Through this power, the associations consecrate the place of patients and users in the healthcare system. The HIV-positive movement organized the first general meeting on their problems. These were later followed, in France, by the general assemblies of families and patients living with genetic and orphan diseases (1995) and the états généraux des personnes touchées par les cancers (general conditions of people affected by cancer) (1998), leading to the états généraux de la santé (general conditions of health national conference (1999), which was the driving force behind institutionalization by legislative means of the possibilities of the 21st century in terms of the potentialities of participation both for their health and for health in general. This process culminated in the law of March 9, 2002, relating to the rights of patients and the quality of the health system, which enshrined health democracy in France6.

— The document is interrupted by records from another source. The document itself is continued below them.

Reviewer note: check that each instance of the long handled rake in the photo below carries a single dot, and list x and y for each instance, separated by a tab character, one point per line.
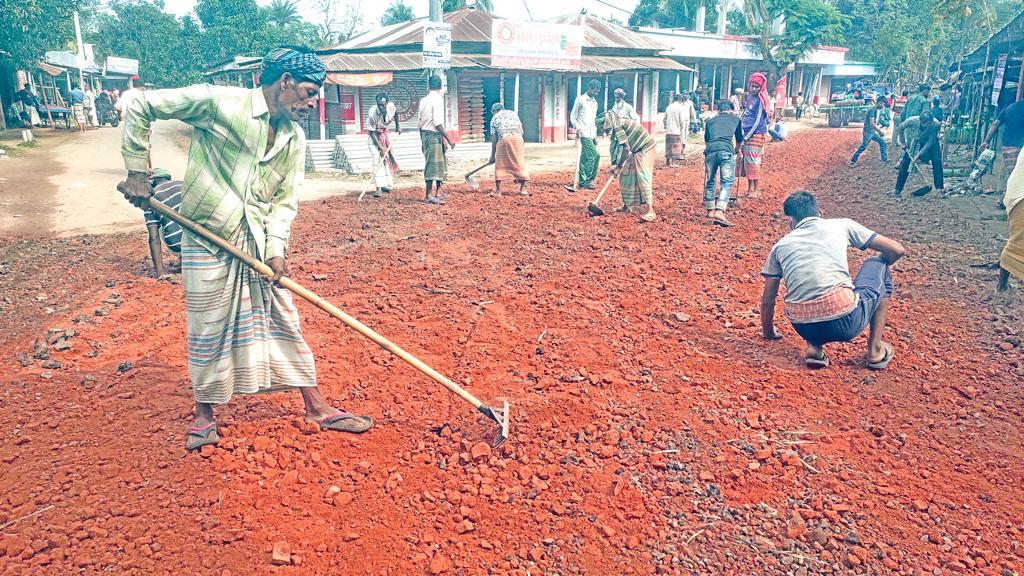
373	174
499	415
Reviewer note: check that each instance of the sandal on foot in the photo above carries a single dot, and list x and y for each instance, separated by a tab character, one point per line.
816	362
346	421
200	437
882	364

In the 1990s, a technological revolution played a parallel role and accompanied this transformation of mentalities, practices and knowledge, both individually and collectively. The advent of the Internet democratized access to medical information, and the media, whether on the Internet or on other types of support, was used to develop the principles of information, training and mutual aid. Associations are rapidly taking over the Internet, as much to raise awareness among the general population (lobbying) as to disseminate to the greatest number of individuals and groups concerned medical information that ranges from popularized information (a term we prefer the expression “democratized information” because it allows everyone to get an idea and participate) to real scientific information delivered as such. The associations subscribe on the Internet to the most renowned scientific journals and learn how to decipher and retranscribe the latest news. They form networks on the Web that are highly reactive. In this way, they have integrated, if not anticipated, the behaviors of the population.

Indeed, with the arrival of the Internet, new health information and exchange practices emerged. Thus, since the 1980s, citizens and patients developed and implemented framework tools that promoted individual and collective empowerment and had a de facto impact on the health system.